There is very little that is better than finding a mentor who is willing to spend time, effort and maybe even go the extra mile to make you a rockstar in your field. Find those mentors. Once you have a mentor, be coachable — listen to advice, be discerning, learn and apply what you’ve learnt. Having a mentor is like adding a couple of years’ of unofficial experience to your portfolio. Coupled with a thirst for learning and good work ethic, a mentor could be the most important person you meet in your entire career. You could potentially encounter many mentors in your entire career: skill mentors, career mentors, life mentors.. you decide what you want to see in your mentor. Is it good work ethic? Integrity? Strong business acumen? Above all, make sure your mentor is invested in your success, ie. willing to go above and beyond to help you succeed. A bit like Merlin to King Arthur. Like 诸葛亮.

The doubt will never go away

Occasionally you have a bad day at work, and you come home to be confronted by your friends’ photos — they’re having fun in hall, enjoying their co-curricular activities, participating in hall pageants.. and then you wonder why you’re making this so hard for yourself and if you’re even going to end up okay. The doubt never goes away. Some companies will always pay based on your certifications. Some people will never think much of you if you don’t have a degree. I tell myself that I don’t want to work for people who evaluate my aptitude based on a measly piece of paper that everyone else also has. I always try to remember my initial convictions and tell myself that as long as there is no concrete evidence that I should derail, I should keep on this till I am the top 1%. But I must admit, there are days that are harder than some. I eventually snap out of it by telling myself that given those circumstances, the knowledge I had at that time and the frame of mind I was in, I made the best choice I could possibly have.

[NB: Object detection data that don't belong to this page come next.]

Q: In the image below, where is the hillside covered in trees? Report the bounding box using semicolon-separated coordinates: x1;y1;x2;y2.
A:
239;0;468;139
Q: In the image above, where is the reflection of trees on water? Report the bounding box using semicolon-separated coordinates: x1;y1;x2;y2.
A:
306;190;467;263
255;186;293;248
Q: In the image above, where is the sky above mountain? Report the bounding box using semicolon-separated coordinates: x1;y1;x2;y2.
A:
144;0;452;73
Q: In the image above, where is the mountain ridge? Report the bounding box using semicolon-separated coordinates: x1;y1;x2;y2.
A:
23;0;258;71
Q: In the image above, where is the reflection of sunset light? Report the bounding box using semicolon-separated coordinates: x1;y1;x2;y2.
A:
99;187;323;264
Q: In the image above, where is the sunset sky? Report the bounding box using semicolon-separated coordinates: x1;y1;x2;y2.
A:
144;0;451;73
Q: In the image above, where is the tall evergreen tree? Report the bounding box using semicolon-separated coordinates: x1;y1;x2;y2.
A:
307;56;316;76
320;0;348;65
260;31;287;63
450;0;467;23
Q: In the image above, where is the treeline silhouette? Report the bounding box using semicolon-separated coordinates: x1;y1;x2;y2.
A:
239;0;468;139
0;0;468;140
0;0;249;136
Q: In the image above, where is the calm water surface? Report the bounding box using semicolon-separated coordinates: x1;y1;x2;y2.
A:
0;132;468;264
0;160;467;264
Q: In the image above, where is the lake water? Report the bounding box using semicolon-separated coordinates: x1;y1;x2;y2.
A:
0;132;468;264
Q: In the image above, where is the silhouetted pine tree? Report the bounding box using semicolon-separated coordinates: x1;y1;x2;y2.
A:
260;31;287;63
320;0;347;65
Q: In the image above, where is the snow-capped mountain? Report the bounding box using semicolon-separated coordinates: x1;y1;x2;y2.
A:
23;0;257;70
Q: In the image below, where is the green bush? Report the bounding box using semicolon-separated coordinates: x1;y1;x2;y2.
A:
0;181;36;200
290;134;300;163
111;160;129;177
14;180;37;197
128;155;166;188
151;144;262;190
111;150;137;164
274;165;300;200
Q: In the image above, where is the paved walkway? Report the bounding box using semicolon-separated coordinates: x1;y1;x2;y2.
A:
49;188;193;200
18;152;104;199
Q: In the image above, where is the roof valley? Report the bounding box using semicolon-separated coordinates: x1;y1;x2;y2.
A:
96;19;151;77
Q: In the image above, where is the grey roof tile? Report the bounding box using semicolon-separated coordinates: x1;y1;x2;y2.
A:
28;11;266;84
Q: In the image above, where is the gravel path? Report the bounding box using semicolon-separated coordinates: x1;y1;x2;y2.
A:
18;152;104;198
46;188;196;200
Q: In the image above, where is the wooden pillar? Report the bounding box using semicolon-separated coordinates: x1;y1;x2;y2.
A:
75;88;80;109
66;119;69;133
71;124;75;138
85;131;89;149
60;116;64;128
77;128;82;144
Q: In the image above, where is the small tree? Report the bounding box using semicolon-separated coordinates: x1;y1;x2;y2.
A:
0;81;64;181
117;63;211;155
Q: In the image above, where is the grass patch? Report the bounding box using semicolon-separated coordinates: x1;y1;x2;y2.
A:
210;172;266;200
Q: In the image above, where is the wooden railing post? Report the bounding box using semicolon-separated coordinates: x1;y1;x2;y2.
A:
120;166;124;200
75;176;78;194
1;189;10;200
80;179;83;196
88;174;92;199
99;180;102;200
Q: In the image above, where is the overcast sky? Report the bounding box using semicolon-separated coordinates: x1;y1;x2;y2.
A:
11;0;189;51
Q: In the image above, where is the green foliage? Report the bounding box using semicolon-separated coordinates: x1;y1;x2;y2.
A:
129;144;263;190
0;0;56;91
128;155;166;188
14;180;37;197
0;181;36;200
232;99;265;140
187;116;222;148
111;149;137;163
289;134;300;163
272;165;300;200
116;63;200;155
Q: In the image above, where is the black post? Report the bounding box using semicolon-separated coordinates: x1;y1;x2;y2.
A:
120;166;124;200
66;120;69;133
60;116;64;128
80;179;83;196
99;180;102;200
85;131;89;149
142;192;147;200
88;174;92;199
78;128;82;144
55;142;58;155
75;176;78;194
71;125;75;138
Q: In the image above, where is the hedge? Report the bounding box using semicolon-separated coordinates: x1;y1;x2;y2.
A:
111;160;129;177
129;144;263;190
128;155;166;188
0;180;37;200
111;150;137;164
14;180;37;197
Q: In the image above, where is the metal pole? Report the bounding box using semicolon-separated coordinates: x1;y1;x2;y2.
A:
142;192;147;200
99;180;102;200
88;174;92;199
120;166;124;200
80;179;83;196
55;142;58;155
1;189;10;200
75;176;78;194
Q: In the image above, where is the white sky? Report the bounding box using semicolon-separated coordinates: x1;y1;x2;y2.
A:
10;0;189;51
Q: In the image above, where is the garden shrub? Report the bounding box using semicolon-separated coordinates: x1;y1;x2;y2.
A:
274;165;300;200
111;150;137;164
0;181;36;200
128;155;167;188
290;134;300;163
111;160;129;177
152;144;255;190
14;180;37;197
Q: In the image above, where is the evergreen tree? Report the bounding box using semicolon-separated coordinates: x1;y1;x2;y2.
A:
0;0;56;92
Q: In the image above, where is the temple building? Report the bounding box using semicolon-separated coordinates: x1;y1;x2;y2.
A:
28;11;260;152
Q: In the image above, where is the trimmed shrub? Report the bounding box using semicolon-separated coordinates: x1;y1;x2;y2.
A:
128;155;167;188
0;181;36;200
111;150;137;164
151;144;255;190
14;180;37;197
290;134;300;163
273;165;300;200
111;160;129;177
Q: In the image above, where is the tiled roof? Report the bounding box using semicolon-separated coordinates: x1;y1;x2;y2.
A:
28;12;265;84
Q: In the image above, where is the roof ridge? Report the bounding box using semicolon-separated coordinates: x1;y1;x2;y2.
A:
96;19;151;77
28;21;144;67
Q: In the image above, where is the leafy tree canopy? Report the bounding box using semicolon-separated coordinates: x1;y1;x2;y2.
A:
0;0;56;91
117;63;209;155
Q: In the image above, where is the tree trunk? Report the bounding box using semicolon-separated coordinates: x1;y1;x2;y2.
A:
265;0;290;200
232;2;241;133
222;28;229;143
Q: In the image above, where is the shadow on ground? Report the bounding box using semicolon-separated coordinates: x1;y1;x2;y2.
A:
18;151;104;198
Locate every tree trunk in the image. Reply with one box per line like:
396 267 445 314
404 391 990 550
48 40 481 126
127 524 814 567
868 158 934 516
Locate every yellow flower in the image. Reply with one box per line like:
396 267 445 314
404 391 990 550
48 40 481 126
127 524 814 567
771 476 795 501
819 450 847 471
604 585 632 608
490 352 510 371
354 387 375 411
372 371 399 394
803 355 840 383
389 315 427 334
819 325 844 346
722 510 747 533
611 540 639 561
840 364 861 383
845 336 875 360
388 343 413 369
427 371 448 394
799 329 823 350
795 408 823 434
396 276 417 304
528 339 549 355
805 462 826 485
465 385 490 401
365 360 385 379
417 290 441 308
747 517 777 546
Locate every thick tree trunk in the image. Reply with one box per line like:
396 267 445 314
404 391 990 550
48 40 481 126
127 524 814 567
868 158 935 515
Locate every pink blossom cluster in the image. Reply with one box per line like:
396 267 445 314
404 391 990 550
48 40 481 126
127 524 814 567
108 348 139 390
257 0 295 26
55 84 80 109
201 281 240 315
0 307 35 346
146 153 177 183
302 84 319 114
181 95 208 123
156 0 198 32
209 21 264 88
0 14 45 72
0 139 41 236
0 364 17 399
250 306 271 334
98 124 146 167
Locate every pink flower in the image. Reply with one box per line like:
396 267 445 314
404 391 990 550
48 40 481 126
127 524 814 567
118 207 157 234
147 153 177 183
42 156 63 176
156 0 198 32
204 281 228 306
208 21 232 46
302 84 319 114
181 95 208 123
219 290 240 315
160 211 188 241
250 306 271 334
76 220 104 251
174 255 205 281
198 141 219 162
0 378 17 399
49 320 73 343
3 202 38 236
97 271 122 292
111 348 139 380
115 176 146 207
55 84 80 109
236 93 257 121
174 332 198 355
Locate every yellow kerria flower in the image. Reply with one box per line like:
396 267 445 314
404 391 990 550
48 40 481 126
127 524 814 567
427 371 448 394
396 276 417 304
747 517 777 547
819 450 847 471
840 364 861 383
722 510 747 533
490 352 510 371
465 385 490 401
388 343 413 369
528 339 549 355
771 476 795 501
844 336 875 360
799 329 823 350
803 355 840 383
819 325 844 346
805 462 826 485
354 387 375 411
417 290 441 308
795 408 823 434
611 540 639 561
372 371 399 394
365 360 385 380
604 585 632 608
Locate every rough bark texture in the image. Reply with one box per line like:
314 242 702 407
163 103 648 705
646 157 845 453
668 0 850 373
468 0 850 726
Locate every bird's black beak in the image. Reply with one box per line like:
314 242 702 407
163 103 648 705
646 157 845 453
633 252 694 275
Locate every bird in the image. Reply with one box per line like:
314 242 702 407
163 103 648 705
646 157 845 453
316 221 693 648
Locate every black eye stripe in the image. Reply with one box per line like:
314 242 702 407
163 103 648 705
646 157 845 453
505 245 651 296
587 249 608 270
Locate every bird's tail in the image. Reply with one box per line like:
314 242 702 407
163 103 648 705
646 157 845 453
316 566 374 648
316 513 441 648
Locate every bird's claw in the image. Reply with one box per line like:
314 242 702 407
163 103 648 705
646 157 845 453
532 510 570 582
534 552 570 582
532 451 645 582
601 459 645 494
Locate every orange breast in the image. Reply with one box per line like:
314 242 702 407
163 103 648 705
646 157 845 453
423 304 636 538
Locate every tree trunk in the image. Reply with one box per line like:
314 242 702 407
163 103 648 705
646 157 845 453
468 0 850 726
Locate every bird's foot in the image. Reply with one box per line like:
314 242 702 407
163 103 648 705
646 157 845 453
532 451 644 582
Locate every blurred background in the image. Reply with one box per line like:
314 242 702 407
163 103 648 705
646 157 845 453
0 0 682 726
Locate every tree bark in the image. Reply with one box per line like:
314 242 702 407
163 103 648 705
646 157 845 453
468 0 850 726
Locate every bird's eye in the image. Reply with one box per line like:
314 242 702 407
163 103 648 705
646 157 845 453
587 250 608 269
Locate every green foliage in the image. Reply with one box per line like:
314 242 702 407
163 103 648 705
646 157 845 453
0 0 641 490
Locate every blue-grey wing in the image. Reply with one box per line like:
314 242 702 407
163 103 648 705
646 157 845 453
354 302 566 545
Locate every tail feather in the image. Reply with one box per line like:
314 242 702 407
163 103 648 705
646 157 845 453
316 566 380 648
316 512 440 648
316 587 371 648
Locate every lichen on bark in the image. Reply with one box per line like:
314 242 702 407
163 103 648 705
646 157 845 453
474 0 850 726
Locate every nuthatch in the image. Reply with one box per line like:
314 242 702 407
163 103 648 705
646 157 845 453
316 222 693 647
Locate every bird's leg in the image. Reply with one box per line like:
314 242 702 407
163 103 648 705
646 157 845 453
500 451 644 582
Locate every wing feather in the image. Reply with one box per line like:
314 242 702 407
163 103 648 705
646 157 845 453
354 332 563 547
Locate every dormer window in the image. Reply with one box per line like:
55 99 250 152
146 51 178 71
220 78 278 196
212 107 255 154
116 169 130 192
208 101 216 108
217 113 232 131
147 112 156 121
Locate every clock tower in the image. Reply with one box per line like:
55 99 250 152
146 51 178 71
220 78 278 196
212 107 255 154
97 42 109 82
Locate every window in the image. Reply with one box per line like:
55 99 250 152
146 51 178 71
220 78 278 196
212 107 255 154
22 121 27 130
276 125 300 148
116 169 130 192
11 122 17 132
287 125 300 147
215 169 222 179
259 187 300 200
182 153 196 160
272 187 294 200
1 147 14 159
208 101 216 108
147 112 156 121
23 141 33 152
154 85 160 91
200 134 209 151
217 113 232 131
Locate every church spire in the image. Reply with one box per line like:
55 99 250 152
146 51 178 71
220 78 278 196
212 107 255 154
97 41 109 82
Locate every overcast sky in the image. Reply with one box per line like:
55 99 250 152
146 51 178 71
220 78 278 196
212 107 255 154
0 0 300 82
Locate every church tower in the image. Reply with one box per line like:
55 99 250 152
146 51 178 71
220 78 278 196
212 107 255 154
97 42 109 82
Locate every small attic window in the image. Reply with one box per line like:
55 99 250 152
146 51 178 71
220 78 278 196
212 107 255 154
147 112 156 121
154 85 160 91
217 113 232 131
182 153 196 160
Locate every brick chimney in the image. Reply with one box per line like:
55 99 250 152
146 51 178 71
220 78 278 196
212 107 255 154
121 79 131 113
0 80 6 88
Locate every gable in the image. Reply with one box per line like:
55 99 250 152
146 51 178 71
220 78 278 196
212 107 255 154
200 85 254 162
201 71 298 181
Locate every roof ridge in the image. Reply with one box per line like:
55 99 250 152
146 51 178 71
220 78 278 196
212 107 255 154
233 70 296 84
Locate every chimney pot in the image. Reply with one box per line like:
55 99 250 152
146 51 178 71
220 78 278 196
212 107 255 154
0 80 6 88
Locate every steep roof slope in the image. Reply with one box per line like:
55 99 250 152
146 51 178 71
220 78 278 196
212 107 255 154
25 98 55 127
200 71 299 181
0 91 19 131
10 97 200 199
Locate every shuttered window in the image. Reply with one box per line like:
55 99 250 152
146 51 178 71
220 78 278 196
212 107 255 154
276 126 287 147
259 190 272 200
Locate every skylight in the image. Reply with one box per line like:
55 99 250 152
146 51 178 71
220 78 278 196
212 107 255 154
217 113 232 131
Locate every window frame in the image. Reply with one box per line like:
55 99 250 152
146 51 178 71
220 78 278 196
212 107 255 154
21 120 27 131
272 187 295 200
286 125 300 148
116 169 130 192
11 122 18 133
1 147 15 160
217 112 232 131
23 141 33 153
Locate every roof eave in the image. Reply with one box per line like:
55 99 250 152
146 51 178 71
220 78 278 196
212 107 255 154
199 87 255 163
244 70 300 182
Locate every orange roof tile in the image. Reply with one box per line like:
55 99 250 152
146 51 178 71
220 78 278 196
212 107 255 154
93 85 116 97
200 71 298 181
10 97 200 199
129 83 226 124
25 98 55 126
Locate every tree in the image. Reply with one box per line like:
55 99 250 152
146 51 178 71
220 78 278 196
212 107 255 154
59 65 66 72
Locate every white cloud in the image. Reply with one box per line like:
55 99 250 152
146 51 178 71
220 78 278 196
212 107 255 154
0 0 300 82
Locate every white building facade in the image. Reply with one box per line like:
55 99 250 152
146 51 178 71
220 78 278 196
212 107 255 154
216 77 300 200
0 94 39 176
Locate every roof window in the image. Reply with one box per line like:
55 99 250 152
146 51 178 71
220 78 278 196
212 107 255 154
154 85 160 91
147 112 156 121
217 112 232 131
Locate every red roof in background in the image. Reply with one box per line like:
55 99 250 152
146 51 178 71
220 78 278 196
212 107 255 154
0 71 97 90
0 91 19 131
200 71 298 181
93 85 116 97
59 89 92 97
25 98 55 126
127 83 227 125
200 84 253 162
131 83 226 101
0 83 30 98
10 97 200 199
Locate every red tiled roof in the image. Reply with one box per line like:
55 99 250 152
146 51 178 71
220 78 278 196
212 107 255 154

Then again, fly or falter, it is a route I chose, and on some level I believe that I will make it eventually — or at least come out okay on the other end.

— — — — — — —

It’s been almost a year since I stepped into the work force, and while there are days where I only make it through by chanting, “This too, shall pass.” I am doing what I love doing now, and I am committed to making this work. I don’t dread going to work — in fact, I hate Fridays — and I deeply believe that what I do is meaningful, valuable and will leave lasting impact. What more can I ask for? Now all that’s left is to make it work.

Only time will tell if I will make it or not.